А мизерное Тимино так и осталось поставщиком управителей для Щелыкова. Долгие годы работал приказчиком у Островских Николай Алексеевич Любимов – терпеливо сносил припадки гнева и нелепые наставления вздорной и недалекой вдовы драматурга Марии Васильевны, трогательно заботился о хиреющей усадьбе, обходясь копеечными средствами. После смерти Николая Алексеевича должность приказчика в Щелыкове унаследовал его сын, Николай Николаевич. Ему, когда Островский умер, исполнилось всего три года, но Любимов-младший знал семью драматурга и считал Щелыково для себя такой же родиной, как и Тимино. После Октябрьской революции его обязанности по управлению усадьбой прекратились, и Любимов вернулся в родную деревеньку к крестьянскому труду. Но и после этого он не переставал волноваться за судьбы Щелыкова, продолжал писать письма Сергею Александровичу Островскому с подробной информацией о положении дел, старался разузнать, где находится вывезенная из усадьбы мебель. Когда в марте 1923 года в связи со столетием со дня рождения Островского из губернского центра были присланы уполномоченные для восстановления усадьбы, Любимов сообщает сыну драматурга, что он «указал многие из вещей, принадлежавших Вам, и которые должны быть поставлены на свои места». А 11 апреля 1923 года, в самый разлив и весеннее бездорожье, он один пришел в пустое тогда Щелыково и отметил там юбилей великого драматурга.

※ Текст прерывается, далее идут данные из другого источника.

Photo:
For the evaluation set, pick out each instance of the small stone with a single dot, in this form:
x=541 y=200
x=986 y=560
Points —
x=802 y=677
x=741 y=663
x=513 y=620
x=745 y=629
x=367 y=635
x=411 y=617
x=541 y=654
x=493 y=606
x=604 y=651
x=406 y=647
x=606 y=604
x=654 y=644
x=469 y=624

Скончался Николай Николаевич Любимов в 1960-е годы. Доживал он в селе Угольском, и туда часто приходили из Щелыкова туристы, чтобы побеседовать с последним управляющим Островских. Корреспондент костромской газеты описывает – в 1959 году он наблюдал, как по Угольскому ходили студенты и справлялись, где найти Любимова:

«На скамейке возле палисадника сидел, ссутулившись, сухощавый старичок в синей стеганой телогрейке. Студенты обратились с своим вопросом к нему. Старик усмехнулся, погладил седые усы и, лукаво взглянув на молодежь из-под нависших бровей, бодро сказал:

– Вот я и есть Любимов…»

Заметив, что студенты по-настоящему интересуются жизнью Островского в Щелыкове, Николай Николаевич, продолжает корреспондент, преобразился – он много рассказывал о том, что слышал от отца, а потом повел своих внимательных собеседников по любимым местам драматурга.

На мемориальном кладбище в Николо-Бережках, в нескольких метрах к западу от семейного захоронения Островских, стоит скромный железный крест. Под ним похоронен Николай Алексеевич Любимов, верный блюститель Щелыкова. А его потомки и сейчас работают в Музее-заповеднике.